Given that Ben Bernanke has conceded that it is the government’s intention to purchases assets at a “hold-to-maturity” price rather than at a price near market bids, banks favored by Paulson could earn a nice living serving as a market-maker to any entity in the world holding bad paper. Bank buys “toxic” asset from hedge fund, individual, foreign government, whomever, for something above the market bid and then resells to Treasury for the “hold-to-maturity” price, earning a nice spread. All those “blockages” in the financial system might start flowing real fast, into as well as out of our poor sclerotic banks.

This adds to concerns expressed by others that banks would acquire bad mortgages and structure new assets eligible for “hold-to-maturity” sale. (The plans do have language specifying “originated on or before”, but it is ambiguous whether that refers to the mortgages or the securities that wrap them, and there is a big loophole, see below).

A related concern is that the Treasury would purchase assets that are simply inappropriate. Both the Paulson and Dodd plans now permit the purchase “any other financial instrument, as [the Treasury Secretary] determines necessary to promote financial market stability.” The term “financial instrument” covers a lot of ground. In particular, I am uncomfortable with the prospect that the Treasury might take over third parties’ contingent liabilities, as the Fed did when it acquired a book of derivatives from Bear Stearns. (The Fed is at least somewhat shielded from liability by its holding company, Maiden Lane LLC. As far as I know, the Treasury would not be.)

With all the world nervous about counterparty risk, having the US government become a “risk-free counterparty” would undoubtedly soothe nerves, but it could put tax-payers on the hook for indeterminate payouts in a bad scenario. Suppose a hedge fund or non-US insurer that has written a lot of CDS protection goes down, and the dreaded counterparty cascade does occur? I don’t think the Treasury should be in the business of trying to insure the 60+ trillion dollar CDS market. (Yes, that’s notional, but blown counterparties mean questionable netting, so liabilities in a bad scenario could become a significant fraction of notional even on a hedged book.) Nothing in either of the major proposals forbids the Treasury from going down that road, and there are all kinds of reasons, some public-spirited and some corrupt, why it might. There needs to be hard and fast language forbidding positions in financial instruments on which losses are not limited to the upfront cost of purchase.

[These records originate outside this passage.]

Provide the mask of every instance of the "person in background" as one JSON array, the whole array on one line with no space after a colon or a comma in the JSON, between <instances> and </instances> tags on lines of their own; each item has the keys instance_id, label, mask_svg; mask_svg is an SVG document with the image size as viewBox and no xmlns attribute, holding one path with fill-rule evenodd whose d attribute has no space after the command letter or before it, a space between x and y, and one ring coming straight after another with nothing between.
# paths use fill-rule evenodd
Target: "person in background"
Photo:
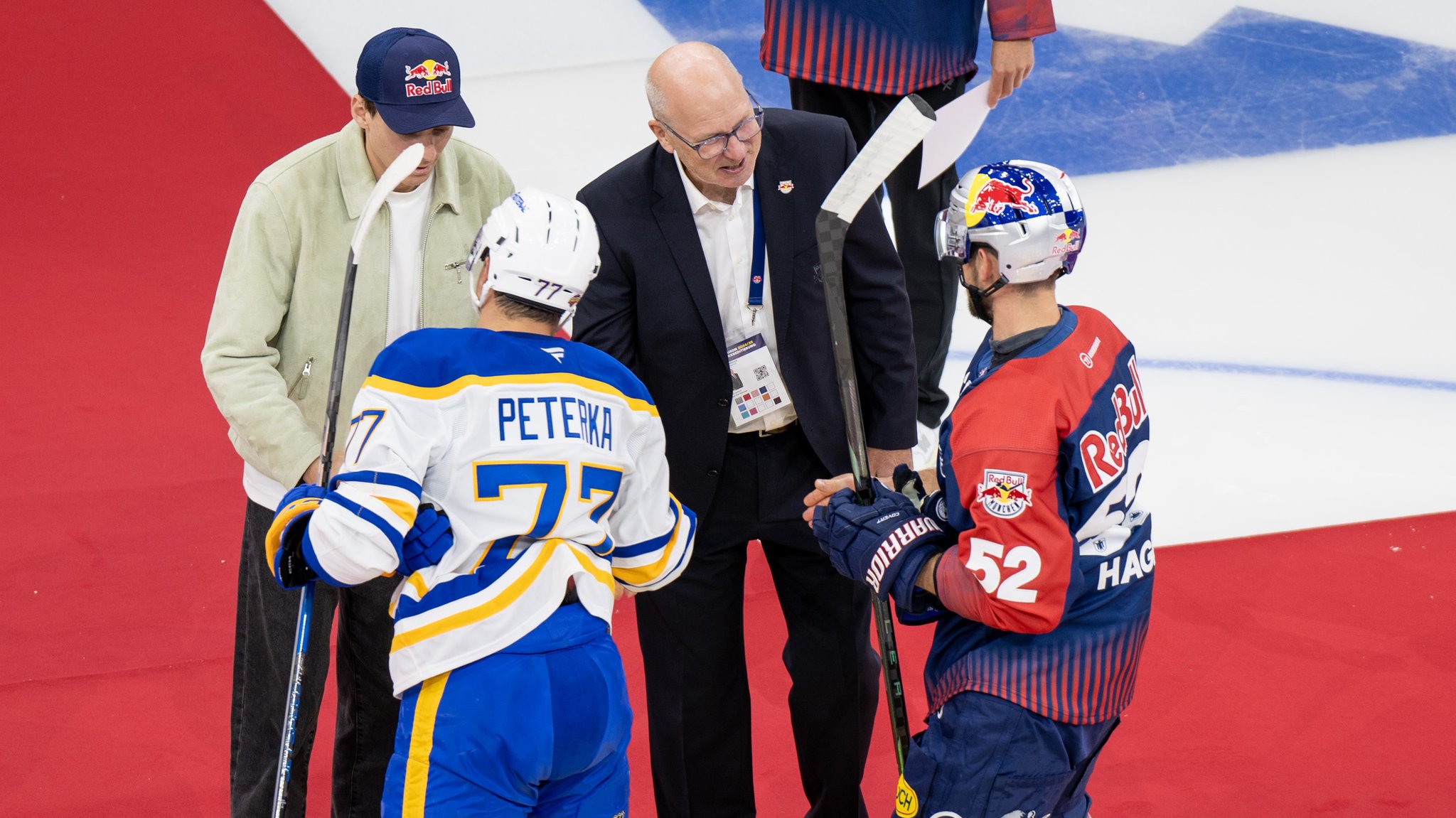
<instances>
[{"instance_id":1,"label":"person in background","mask_svg":"<svg viewBox=\"0 0 1456 818\"><path fill-rule=\"evenodd\" d=\"M603 249L575 338L657 397L673 493L702 512L693 563L636 605L657 814L754 815L743 581L759 540L789 630L808 814L862 817L879 675L869 594L799 520L814 479L849 469L814 217L855 141L840 119L764 111L703 42L664 51L646 96L655 141L579 194ZM914 354L875 208L849 229L844 290L869 466L888 479L914 442Z\"/></svg>"},{"instance_id":2,"label":"person in background","mask_svg":"<svg viewBox=\"0 0 1456 818\"><path fill-rule=\"evenodd\" d=\"M932 108L961 96L976 76L981 0L764 0L763 67L789 77L799 111L842 116L865 147L875 128L909 93ZM1051 0L987 0L990 17L989 100L1010 96L1031 74L1032 38L1057 29ZM895 247L906 268L916 349L916 469L935 463L935 429L949 405L941 373L951 348L957 265L935 255L930 223L955 188L951 167L925 188L916 147L885 179Z\"/></svg>"},{"instance_id":3,"label":"person in background","mask_svg":"<svg viewBox=\"0 0 1456 818\"><path fill-rule=\"evenodd\" d=\"M379 175L421 143L419 166L365 237L354 290L341 405L370 361L419 326L475 322L464 278L470 237L514 189L485 151L453 141L475 118L454 49L421 29L389 29L360 52L349 122L265 169L248 188L223 259L202 346L207 387L243 458L242 559L233 652L230 803L271 814L298 595L264 568L264 534L284 492L316 483L349 239ZM341 415L335 428L349 428ZM342 448L342 447L339 447ZM287 814L303 815L309 751L339 611L333 814L379 815L399 703L389 683L389 581L319 588L300 697Z\"/></svg>"}]
</instances>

I don’t mean these to be very constructive suggestions. I still don’t like either plan, though I’d much prefer Dodd to Paulson. But in any plan, there have to be controls on what sort of positions can be taken, including when the asset was last restructured, when ownership was most recently transferred, and that the Treasury’s liability must be strictly limited.

While I’m on this, I want offer a shout out to Calculated Risk for continuing to push on transparency. I cannot believe that the government may trade nearly a trillion dollars of assets on my behalf, and I may never learn exactly what it did. I would never invest in a “rocket science” hedge fund whose manager refused to disclose what he was up to. It looks like I may end up paying taxes to one. There is a lot about this plan that really has me angry, but the shrouded-in-shadows aspect more than anything else has me wondering whether this is still America. A Congressional oversight committee is not enough. Investors with 700 billion dollars under management at the very least deserve the frequent statements that any retail brokerage would issue, enumerating and detailing the performance of all assets transacted.

Eichengreen’s May Day Conjecture

This bit from Barry Eichengreen (ht Mark Thoma) is getting a lot of attention. (See, for example, Dani Rodrik.) Describing the “roots” of the current financial mess, he writes

In the United States, there were two key decisions. The first, in the 1970’s, deregulated commissions paid to stockbrokers… In response, investment banks branched into new businesses like originating and distributing complex derivative securities. They borrowed money and put it to work to sustain their profitability. This gave rise to the first causes of the crisis: the originate-and-distribute model of securitization and the extensive use of leverage.

I want to push back on this a bit. I find it hard to believe that on Wall Street, there were these lucrative side businesses just waiting to be exploited, but investment bankers would have been content to ignore them if they had retained their thick commissions on stock trades. As a historical matter, I’m sure Eichengreen is right that May Day was a spur. But it’s a huge stretch to say that derivatives and originate-to-distribute wouldn’t have been discovered, grown, and grown massively, if only there hadn’t been a competitive squeeze on stockbroker profits.

Eichengreen’s story, taken naively, might lead to the suggestion that we give financial intermediaries cushy sinecures, because, if we don’t, we will have forced the poor dears to get creative and deploy financial weapons of mass destruction that destroy the world!

Financiers will destroy the world however much money you give them (it is never enough), if they have a profitable scheme for doing so and if they are not held back by regulation.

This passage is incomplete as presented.